How did the 2016 election predictions go so wrong? – A data science view.

News, Tech Solutions

2016-11-18-11_06_53-2016-election-forecast-_-fivethirtyeight Five Thirty Eight, a website that was created by Nate Silver after he gained popularity by accurately forecasting several elections, had this image on their website before the election. Using incredible data science that worked well in the past, they got it wrong. As a person who makes data products (predictive models, performance dashboards and reports) to inform decision makers about complex problems, I wondered why. Well, here is what I’ve found:

People are much more dynamic than products.

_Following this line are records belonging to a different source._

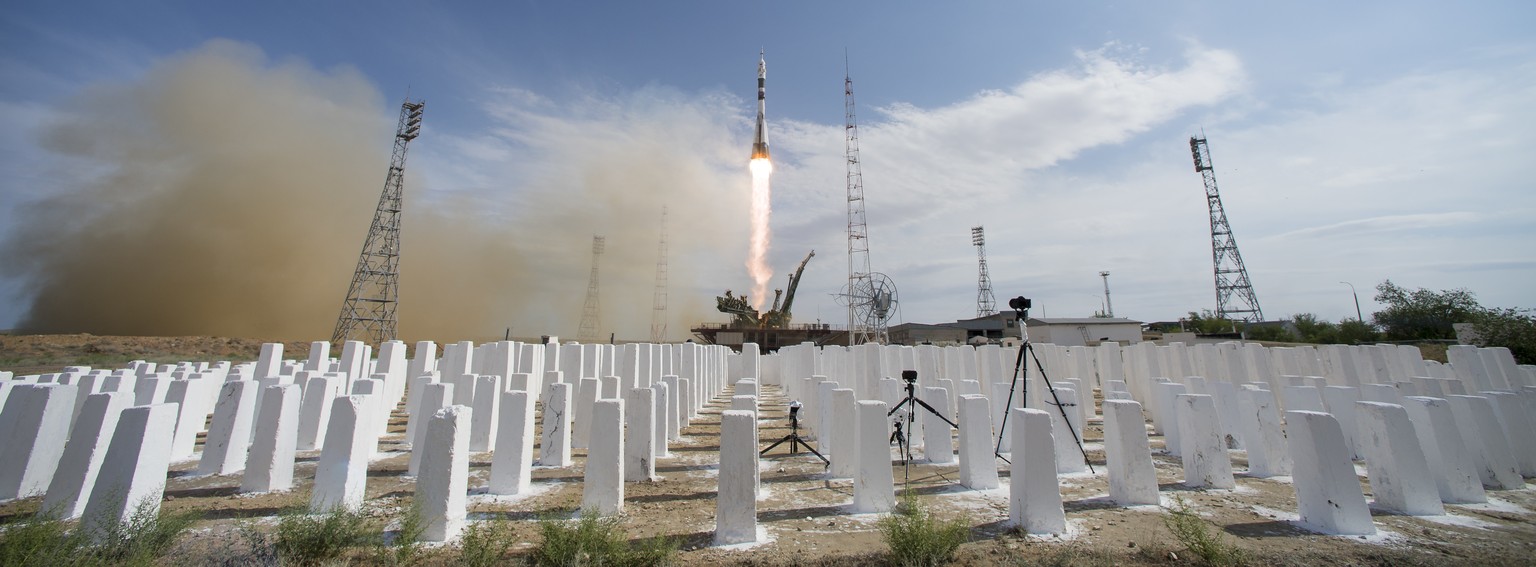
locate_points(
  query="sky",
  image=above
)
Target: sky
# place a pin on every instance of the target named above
(1352, 143)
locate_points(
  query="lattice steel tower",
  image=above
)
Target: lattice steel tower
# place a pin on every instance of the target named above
(590, 318)
(985, 301)
(369, 309)
(859, 331)
(659, 298)
(1235, 297)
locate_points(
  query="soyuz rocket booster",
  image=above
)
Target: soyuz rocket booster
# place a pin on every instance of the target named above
(761, 140)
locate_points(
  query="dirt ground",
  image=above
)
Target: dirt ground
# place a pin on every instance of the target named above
(805, 515)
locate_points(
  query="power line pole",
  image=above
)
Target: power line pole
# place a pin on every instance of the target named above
(590, 318)
(659, 297)
(369, 312)
(985, 301)
(1235, 297)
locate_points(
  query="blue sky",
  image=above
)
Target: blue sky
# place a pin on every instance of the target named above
(1353, 142)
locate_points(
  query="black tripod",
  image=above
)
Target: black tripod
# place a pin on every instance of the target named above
(794, 437)
(911, 403)
(1022, 311)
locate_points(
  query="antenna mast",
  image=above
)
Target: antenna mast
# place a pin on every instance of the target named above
(369, 312)
(590, 318)
(659, 298)
(985, 301)
(1235, 297)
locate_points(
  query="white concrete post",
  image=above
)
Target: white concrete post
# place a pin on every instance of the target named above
(82, 460)
(602, 481)
(937, 441)
(1263, 434)
(639, 438)
(33, 431)
(977, 469)
(736, 498)
(1400, 475)
(1452, 460)
(555, 444)
(433, 398)
(443, 484)
(314, 412)
(271, 464)
(229, 434)
(1034, 498)
(845, 434)
(874, 484)
(1128, 455)
(1206, 463)
(1327, 492)
(484, 420)
(134, 469)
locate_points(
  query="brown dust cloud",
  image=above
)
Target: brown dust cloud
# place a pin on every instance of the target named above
(226, 194)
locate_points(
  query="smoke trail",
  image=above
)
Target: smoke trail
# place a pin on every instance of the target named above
(223, 194)
(762, 234)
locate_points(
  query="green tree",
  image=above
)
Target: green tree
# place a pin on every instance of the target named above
(1423, 314)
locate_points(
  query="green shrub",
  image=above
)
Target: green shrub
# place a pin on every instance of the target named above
(595, 540)
(917, 538)
(1195, 535)
(309, 540)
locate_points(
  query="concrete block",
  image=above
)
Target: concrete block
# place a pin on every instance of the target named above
(1452, 460)
(937, 435)
(977, 466)
(874, 483)
(86, 449)
(555, 444)
(343, 469)
(1483, 432)
(132, 475)
(1034, 495)
(1206, 463)
(1128, 455)
(1327, 492)
(486, 418)
(1400, 475)
(314, 414)
(736, 495)
(602, 481)
(443, 484)
(34, 426)
(271, 463)
(229, 435)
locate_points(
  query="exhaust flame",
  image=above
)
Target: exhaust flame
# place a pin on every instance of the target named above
(762, 209)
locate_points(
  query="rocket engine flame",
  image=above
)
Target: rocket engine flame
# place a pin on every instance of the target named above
(761, 237)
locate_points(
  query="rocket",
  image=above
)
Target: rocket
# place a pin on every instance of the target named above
(761, 140)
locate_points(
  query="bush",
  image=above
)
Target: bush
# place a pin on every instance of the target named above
(311, 540)
(595, 540)
(1195, 535)
(917, 538)
(486, 543)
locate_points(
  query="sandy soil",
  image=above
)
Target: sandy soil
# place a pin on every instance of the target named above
(804, 512)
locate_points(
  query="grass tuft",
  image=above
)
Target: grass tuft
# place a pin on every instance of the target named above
(917, 538)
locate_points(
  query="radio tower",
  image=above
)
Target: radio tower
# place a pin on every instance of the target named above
(985, 303)
(589, 314)
(369, 309)
(659, 298)
(1235, 297)
(859, 332)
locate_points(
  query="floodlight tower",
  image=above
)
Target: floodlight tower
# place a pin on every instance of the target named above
(369, 312)
(590, 318)
(1235, 297)
(985, 301)
(659, 298)
(1109, 308)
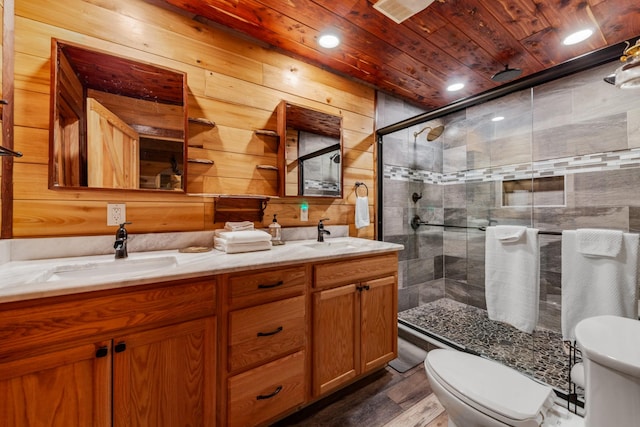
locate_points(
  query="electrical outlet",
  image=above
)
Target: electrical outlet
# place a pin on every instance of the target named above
(116, 213)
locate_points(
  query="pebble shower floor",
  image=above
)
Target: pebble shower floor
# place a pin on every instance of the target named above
(539, 355)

As we have learned to make data products for health and human services, we don’t create a computer system to make a decision for the customer because a computer would be making decisions about people’s lives. A person in authority needs quality data to make a decision, but it’s up to the person making the decision, informed by quality data to decide. The reason is that people change faster and in ways, we can’t predict. As the writer Harry Enten for Five Thirty Eight writes about what the election taught him,

“Political parties, in other words, are dynamic — their coalitions change.”

The models you run, which are made by people, determine the result you receive.

Beginning in 2000 and lasting until 2010, forecasts of weather had a lot of variance in its accuracy as the impact of climate change started to ruin their models. The climate changed, but the models for forecasting the weather hadn’t. The forecaster would predict rain five days in the future, and you would get sun instead. It’s called Model Bias, and it slowly impacted the accuracy of national weather data starting in 2000 and until they changed their models starting in 2009. The electoral climate changed, but the models and the data driving those models didn’t.

Your model is only as good as the data you receive.

As the Five Thirty Eight folks learned, the data they received going back to 1980 only had nine (9) election cycles. That creates uncertainty into the model. Again from the great article by Harry Enten,

“Small sample sizes can also be super misleading. That’s exactly what made my predictions (and others’) in the primaries so bad. The idea that a candidate like Trump, who had so little support from the party establishment (as measured by endorsements), couldn’t win a primary in the modern era was based off of data dating back only to 1980.”

Also, if you are only getting data from certain people, in this case, your typical voter, you will miss new populations. For the 2016 election, new voters who historically didn’t participate in the process came out and voted. So the data you receive determines how well your model will work. To put it another way, garbage in, garbage out.